Bisogna allora tener distinti due aspetti. Il primo – di cui qui non intendo occuparmi – è che il principio di uguaglianza impone che ogni differenza di trattamento che la legge intende introdurre sia giustificata, e giustificata sulla base delle differenze rilevanti che essa prende in considerazione. Non voglio, come detto, soffermarmi sul problema della “giustificazione” – per quanto certamente, anche rispetto ai problemi del green pass, esso sia essenziale (è “giustificato” trattare in modo diseguale i vaccinati e i non-vaccinati? E da cosa è giustificato?, etc.). Preferisco, qui, muovermi all’interno della problematica della “classe di persone”.
Il secondo riguarda, invece, il punto che intendo trattare.

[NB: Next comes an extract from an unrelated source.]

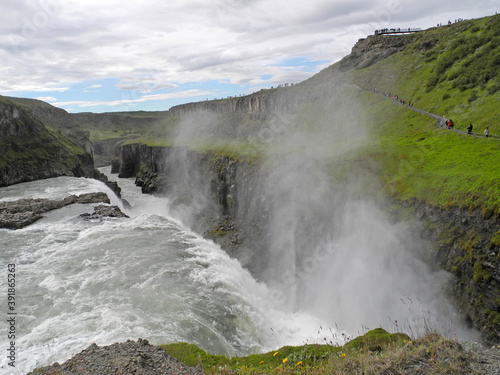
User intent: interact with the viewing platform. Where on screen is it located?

Talora, infatti, la norma discrimina, cioè introduce differenze di trattamento, in base all’azione (meglio: alla classe di azioni) che essa vieta o permette (es: “vietato superare i 90 km/h di velocità”); talaltra, in base al soggetto (alla classe di soggetti) cui si rivolge (es: “tutti cittadini hanno diritto di voto” – che discrimina certamente tra i cittadini e i non cittadini). Le norme giuridiche spesso – e senza che ciò implichi particolari problemi – “discriminano”, stabiliscono differenze di trattamento tra “classi di azioni”. È, cioè, un certo tipo di azione che viene ritenuta, ad esempio, riprovevole o pericolosa, e pertanto vietata – con la conseguenza che essa non potrà essere compiuta, e che il soggetto, l’individuo che vorrebbe compierla se ne veda preclusa la possibilità. La norma, ad esempio, che vieta di gettare le cartacce dal finestrino punirà Tizio, diciamo, in base all’azione che compie, lo punirà per ciò che ha fatto, e non per ciò che egli è, per le sue “qualità” o “convinzioni” personali. Sarebbe assurdo affermare, cioè, che essa “discrimina” la categoria dei “gettatori di cartacce”.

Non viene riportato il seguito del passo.